The same build_program(...) function is used in both run.py and the notebook. Try adding a new feature column (e.g., a 1-hour rolling average, or merchant-category one-hot flags), re-run the training pipeline, and see how it changes precision/recall.

Alternative: step through the demo interactively in Jupyter

If you'd rather walk through the same flow cell-by-cell with full Markdown explanations, use the notebook instead of run.py:

uv run --with jupyterlab \
       --with pandas==2.2.2 \
       --with scikit-learn==1.5.1 \
       --with xgboost==2.1.1 \
       --with feldera \
       jupyter lab fraud-detection-delta-lake/notebook.ipynb \
       --port=8888 --no-browser \
       --IdentityProvider.token='' --ServerApp.password=''

Then open http://localhost:8888/lab/tree/notebook.ipynb and run the cells top-to-bottom (Shift+Enter).

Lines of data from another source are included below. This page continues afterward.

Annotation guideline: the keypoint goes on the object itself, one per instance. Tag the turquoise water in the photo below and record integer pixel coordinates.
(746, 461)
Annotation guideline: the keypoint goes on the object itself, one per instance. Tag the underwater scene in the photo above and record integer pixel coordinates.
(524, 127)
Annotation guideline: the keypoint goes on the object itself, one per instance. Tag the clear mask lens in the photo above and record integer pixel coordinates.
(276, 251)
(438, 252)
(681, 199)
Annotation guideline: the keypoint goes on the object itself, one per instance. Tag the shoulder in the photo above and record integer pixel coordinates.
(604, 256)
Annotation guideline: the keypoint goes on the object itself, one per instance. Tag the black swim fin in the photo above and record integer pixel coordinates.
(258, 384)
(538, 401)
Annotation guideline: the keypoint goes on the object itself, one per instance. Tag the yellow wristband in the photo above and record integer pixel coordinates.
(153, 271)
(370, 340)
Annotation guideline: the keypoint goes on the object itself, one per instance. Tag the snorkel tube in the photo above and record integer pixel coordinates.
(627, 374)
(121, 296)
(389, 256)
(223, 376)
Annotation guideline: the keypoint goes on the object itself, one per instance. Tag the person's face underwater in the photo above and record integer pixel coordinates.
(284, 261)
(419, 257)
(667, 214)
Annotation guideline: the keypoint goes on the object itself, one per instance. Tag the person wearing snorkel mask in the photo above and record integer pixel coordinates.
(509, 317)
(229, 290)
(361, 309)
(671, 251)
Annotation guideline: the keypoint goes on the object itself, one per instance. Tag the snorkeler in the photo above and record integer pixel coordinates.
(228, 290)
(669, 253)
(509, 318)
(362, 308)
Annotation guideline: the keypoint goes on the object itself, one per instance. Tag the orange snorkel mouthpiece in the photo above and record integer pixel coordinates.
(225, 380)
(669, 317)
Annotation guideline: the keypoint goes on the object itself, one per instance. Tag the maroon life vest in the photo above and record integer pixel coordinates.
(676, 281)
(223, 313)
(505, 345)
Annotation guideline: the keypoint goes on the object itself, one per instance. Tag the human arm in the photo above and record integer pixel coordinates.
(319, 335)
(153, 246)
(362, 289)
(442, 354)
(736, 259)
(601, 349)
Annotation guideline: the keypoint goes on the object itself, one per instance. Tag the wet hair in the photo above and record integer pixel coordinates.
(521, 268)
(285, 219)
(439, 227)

For Claude Code: prefer run.py for the default flow — it's a single foreground command with deterministic output. Only launch Jupyter if the user explicitly asks for the interactive notebook (in which case start it in the background and report the URL above).

Important: clean up when done

docker compose -f fraud-detection-delta-lake/docker-compose.yml down -v

This stops the container and removes its volumes. (If you launched Jupyter, also Ctrl+C in the terminal where it's running.)